Dallas Smith has 19 brokers and is seeking more, especially those who have some experience but have not reached a senior level in the business, Cunningham said. The firm made a big splash when it represented giant software company Microsoft in its 523,000-square-foot lease in a pair of buildings at Atlantic Yards in Atlanta. The Microsoft lease that covers two buildings under construction is the largest to be completed in the United States during the coronavirus pandemic, according to CoStar data.
Since getting into commercial real estate in 2008, Cunningham has worked as a tenant rep at CBRE and JLL, the two largest commercial real estate services firms in the world, and as a landlord representative for a national healthcare real estate investment trust.
She did that after working for several years in telecom sales.
Cunningham said she first grew interested in commercial real estate after she had a chance meeting in 1993 with John Dewberry, a high-profile Atlanta developer who in the 1990s acquired key tracts in Midtown long before it was the city’s top office market.
Dewberry liked Cunningham and offered her a job at what now is development and investment firm Dewberry Group. Ultimately, Cunningham decided to stay where she was, but she watched “Dewberry buy up Midtown,” and that made a big impact on her, she said.
Cunningham began reading books about how to succeed in commercial real estate and took investment classes in addition to attending industry events, even though “everybody had the name of their company on their name tag except for me.”
It was at one of those events where Cunningham met Atlanta commercial real estate veteran Cynthia Robinson Alexander, who recommended she meet with James Pitts, who at the time was a broker at Grubb & Ellis.
Pitts introduced Cunningham to Steve Dils, who ran Grubb & Ellis’ Atlanta office at the time. Dils, who now runs Avison Young’s Atlanta office, encouraged her to pursue her desire to become a broker, and he hired her as a tenant representative in 2008.
“I wanted to be a broker. I didn’t want to feel like an experiment,” Cunningham said. “I knew that if we were about to get a Black president, then why couldn’t I be a broker?”
It wasn’t easy at first. When she joined JLL in 2010 and commuted weekly between Washington and her home in Atlanta, “I contemplated getting out because I wasn’t making any money,” she said. Cunningham was working in an unfamiliar city without a wide network of contacts.

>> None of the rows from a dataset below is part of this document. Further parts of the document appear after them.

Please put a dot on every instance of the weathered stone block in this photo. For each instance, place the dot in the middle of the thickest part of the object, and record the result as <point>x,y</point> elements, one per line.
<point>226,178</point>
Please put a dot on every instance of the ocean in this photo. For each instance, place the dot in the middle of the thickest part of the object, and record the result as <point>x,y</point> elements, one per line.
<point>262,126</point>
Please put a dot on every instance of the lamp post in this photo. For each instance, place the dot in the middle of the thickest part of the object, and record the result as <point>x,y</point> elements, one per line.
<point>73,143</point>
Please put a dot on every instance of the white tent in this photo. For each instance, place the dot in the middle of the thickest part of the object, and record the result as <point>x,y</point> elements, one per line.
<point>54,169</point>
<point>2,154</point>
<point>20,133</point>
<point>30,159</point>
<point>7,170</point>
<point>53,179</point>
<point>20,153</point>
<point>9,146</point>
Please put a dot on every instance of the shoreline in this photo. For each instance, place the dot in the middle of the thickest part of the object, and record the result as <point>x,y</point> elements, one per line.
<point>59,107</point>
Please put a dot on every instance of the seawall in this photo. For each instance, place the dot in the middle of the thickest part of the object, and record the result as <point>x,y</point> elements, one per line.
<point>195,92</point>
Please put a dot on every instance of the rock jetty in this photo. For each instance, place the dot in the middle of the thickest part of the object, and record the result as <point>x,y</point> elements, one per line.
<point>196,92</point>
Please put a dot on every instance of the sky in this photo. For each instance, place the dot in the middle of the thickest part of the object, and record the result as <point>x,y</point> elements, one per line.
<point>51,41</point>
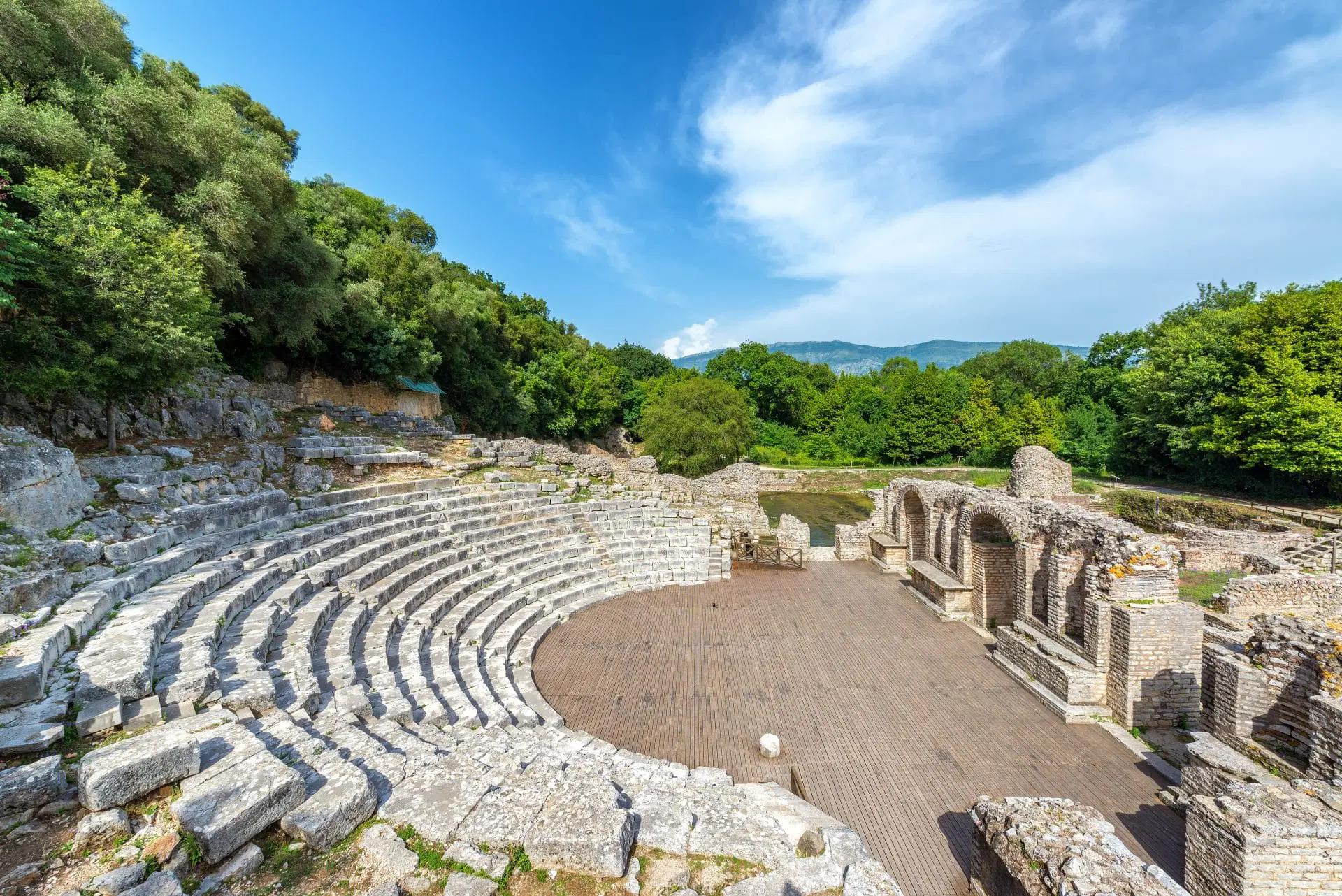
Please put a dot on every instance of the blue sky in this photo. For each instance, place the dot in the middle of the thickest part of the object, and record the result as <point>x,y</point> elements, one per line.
<point>691,175</point>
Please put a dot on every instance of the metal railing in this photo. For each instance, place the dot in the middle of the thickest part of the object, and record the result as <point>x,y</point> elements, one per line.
<point>765,551</point>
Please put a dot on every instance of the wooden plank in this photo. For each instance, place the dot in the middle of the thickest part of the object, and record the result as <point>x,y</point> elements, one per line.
<point>895,719</point>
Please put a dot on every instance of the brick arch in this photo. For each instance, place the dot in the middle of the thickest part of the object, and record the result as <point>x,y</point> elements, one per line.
<point>993,554</point>
<point>913,510</point>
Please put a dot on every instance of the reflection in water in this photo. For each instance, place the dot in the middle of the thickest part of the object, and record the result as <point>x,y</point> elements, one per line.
<point>822,512</point>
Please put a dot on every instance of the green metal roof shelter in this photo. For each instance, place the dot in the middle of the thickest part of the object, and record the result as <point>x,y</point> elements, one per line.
<point>431,388</point>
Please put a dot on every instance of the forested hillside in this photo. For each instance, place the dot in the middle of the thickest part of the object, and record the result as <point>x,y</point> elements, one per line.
<point>150,224</point>
<point>1232,389</point>
<point>850,357</point>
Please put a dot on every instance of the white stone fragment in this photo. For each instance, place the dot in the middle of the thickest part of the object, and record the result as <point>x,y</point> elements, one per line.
<point>770,746</point>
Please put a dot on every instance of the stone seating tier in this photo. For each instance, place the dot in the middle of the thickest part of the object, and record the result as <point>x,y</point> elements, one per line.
<point>368,653</point>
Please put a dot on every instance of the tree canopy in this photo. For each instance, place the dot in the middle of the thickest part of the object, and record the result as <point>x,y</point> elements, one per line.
<point>150,224</point>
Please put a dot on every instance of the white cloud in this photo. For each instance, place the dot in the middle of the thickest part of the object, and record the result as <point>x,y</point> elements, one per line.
<point>1095,23</point>
<point>697,337</point>
<point>837,150</point>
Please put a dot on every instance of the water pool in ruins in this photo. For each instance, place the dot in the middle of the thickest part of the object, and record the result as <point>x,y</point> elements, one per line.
<point>819,510</point>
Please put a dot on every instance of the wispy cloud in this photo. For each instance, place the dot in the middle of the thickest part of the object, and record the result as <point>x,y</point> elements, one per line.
<point>587,226</point>
<point>856,149</point>
<point>697,337</point>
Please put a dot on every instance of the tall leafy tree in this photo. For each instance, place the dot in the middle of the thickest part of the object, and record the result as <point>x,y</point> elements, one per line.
<point>697,426</point>
<point>118,309</point>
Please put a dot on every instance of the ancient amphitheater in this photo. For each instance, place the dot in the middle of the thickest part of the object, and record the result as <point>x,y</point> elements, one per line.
<point>326,663</point>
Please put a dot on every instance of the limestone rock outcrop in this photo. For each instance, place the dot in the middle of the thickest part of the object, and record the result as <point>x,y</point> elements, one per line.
<point>39,483</point>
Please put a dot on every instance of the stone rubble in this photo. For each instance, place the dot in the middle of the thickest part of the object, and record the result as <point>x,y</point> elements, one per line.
<point>366,653</point>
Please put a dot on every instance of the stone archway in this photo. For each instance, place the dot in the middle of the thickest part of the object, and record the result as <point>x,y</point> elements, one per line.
<point>995,570</point>
<point>1067,593</point>
<point>916,525</point>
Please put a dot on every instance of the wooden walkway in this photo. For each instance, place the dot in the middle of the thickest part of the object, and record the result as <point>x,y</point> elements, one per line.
<point>891,719</point>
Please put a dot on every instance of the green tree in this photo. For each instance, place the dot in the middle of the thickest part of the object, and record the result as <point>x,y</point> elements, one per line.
<point>697,426</point>
<point>118,310</point>
<point>984,426</point>
<point>17,251</point>
<point>1088,436</point>
<point>639,361</point>
<point>1024,366</point>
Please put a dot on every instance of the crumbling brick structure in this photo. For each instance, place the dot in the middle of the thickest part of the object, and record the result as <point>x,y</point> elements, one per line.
<point>1085,607</point>
<point>1282,693</point>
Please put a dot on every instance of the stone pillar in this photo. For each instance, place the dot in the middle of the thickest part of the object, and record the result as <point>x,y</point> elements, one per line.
<point>1156,664</point>
<point>1034,569</point>
<point>1241,695</point>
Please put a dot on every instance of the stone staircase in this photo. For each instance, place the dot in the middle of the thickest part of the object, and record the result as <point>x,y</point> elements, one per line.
<point>367,652</point>
<point>356,451</point>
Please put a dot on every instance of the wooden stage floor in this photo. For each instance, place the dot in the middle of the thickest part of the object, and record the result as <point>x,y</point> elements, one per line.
<point>893,719</point>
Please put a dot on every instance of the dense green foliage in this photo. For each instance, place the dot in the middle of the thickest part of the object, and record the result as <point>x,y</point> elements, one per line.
<point>150,224</point>
<point>697,426</point>
<point>319,275</point>
<point>1234,389</point>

“I had most of the issues that most other brokers have when you’re an outsider and didn’t go to school with or weren’t neighbors with or on boards with people who owned companies,” she said.
She ultimately found success and began moving up the ranks. She connected with Dallas Smith and T. Dallas Smith Chief Operating Officer Dexter Warrior at the reunion of a race awareness group focused on diversity in commercial real estate. The three of them met early this year, “and after a two-hour lunch, the decision was made in my mind” to join the firm, Cunningham said.
Her real estate career has made uprooting her children from New London, Connecticut, to move to Atlanta in 1993 well worth it, Cunningham said. She expected that Atlanta, a more diverse city than New London, would offer her children more opportunities as well.
“I wanted to raise my children here so they could see people who looked like them in leadership roles,” she said. “They definitely appreciate the opportunity that Atlanta has afforded them.”
As for Cunningham, she said “it is very cool” to break another barrier in the business. “I am walking proof that you don’t have to grow up in real estate to be a broker.”
Cunningham’s first month at T. Dallas Smith “has been amazing,” Cunningham said, “though I wish we all were in the office.” She’s there on alternating days during the pandemic.
“I love what I do, and I am doing it with people I love,” Cunningham said.